I also use a “retired” category as well as under maintenance.

We use a similar approach that I learned from other users here on the Community. We put the course “Under Maintenance”, clean out training materials (which if not used in any other courses we move to a superadmin-only “Retired Materials Course” in case we need to access them in the future) and use Course Additional Fields to flag the course as “retired” with a note as to why, and sometimes when. We also make sure to remove the course from any catalogs and learning plans. We maintain all enrollments; we haven’t experimented with doing the archived enrollment on retired courses yet, that’s an interesting idea! The main downside to our current method is that the course isn’t auto-hidden from users in their My Courses and Learning Plans so it’ll show with a padlock on it. A user would have to hide it on their own to “get rid” of it. There is an existing Idea (once that area of the Community is turned back on) with hundreds of votes asking Docebo to give us a REAL archive/retire process for courses that covers the wishlist in your originl post. I really hope they do it sometime soon, I was bummed when I didn’t see it anywhere on their roadmap.

This was super detailed and super helpful. Thanks @JEntis 


I add OFFLINE_ to the front of all courses that I archive so that in lists and so on they are easy to see.

I move the course out of active catalogues into one called ARCHIVED.

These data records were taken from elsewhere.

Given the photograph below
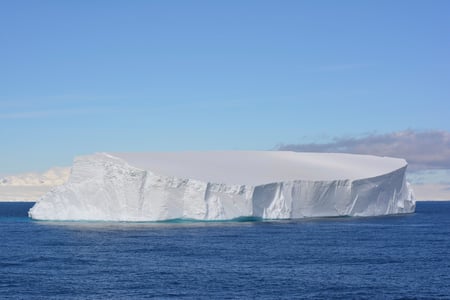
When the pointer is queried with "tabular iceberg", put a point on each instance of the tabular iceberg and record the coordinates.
(225, 185)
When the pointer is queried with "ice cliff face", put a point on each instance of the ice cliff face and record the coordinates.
(107, 187)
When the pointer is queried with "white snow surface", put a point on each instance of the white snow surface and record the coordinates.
(31, 186)
(224, 185)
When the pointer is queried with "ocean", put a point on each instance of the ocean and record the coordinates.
(393, 257)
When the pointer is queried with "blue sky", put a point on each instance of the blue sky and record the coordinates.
(83, 76)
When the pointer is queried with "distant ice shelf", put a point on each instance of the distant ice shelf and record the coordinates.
(226, 185)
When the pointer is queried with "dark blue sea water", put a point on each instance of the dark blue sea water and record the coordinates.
(397, 257)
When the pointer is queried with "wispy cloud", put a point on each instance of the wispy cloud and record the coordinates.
(422, 149)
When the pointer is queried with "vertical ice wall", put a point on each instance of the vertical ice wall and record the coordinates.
(105, 187)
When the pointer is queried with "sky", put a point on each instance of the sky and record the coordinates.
(78, 77)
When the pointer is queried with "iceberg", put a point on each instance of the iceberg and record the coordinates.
(227, 185)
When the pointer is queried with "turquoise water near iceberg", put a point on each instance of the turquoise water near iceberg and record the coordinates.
(395, 257)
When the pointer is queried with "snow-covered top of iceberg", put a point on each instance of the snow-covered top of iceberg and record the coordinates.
(261, 167)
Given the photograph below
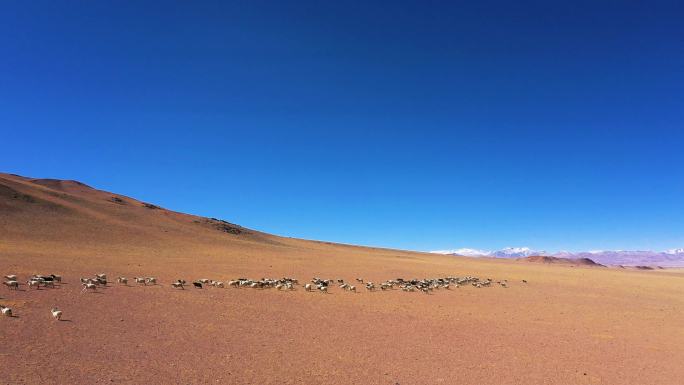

I edit the description of the course and add a note up front in BOLD AND RED to say this course is archived.

I set the course to Under Maintenance (but agree another status of archived or retired is needed) so that I can see in the course filter view published vs not …

I’ve added an additional course field that is called “Archived Notes” and write in there why and who etc.. so there is some context for anyone looking at it in the future.


I add OFFLINE_ to the front of all courses that I archive so that in lists and so on they are easy to see.

I move the course out of active catalogues into one called ARCHIVED.

I edit the description of the course and add a note up front in BOLD AND RED to say this course is archived.

I set the course to Under Maintenance (but agree another status of archived or retired is needed) so that I can see in the course filter view published vs not …

I’ve added an additional course field that is called “Archived Notes” and write in there why and who etc.. so there is some context for anyone looking at it in the future.

Thanks for the details @jckemv! Super helpful!


For the course code I put a dash RET, and then put retired and the date in () after the course name and then go to Advanced Settings > Catalog Options and make sure that under Course Self-Enrollment is the first radio button “Self-enrolments are not available”.


I add OFFLINE_ to the front of all courses that I archive so that in lists and so on they are easy to see.

I move the course out of active catalogues into one called ARCHIVED.

I edit the description of the course and add a note up front in BOLD AND RED to say this course is archived.

I set the course to Under Maintenance (but agree another status of archived or retired is needed) so that I can see in the course filter view published vs not …

I’ve added an additional course field that is called “Archived Notes” and write in there why and who etc.. so there is some context for anyone looking at it in the future.

Thanks for the details @jckemv! Super helpful!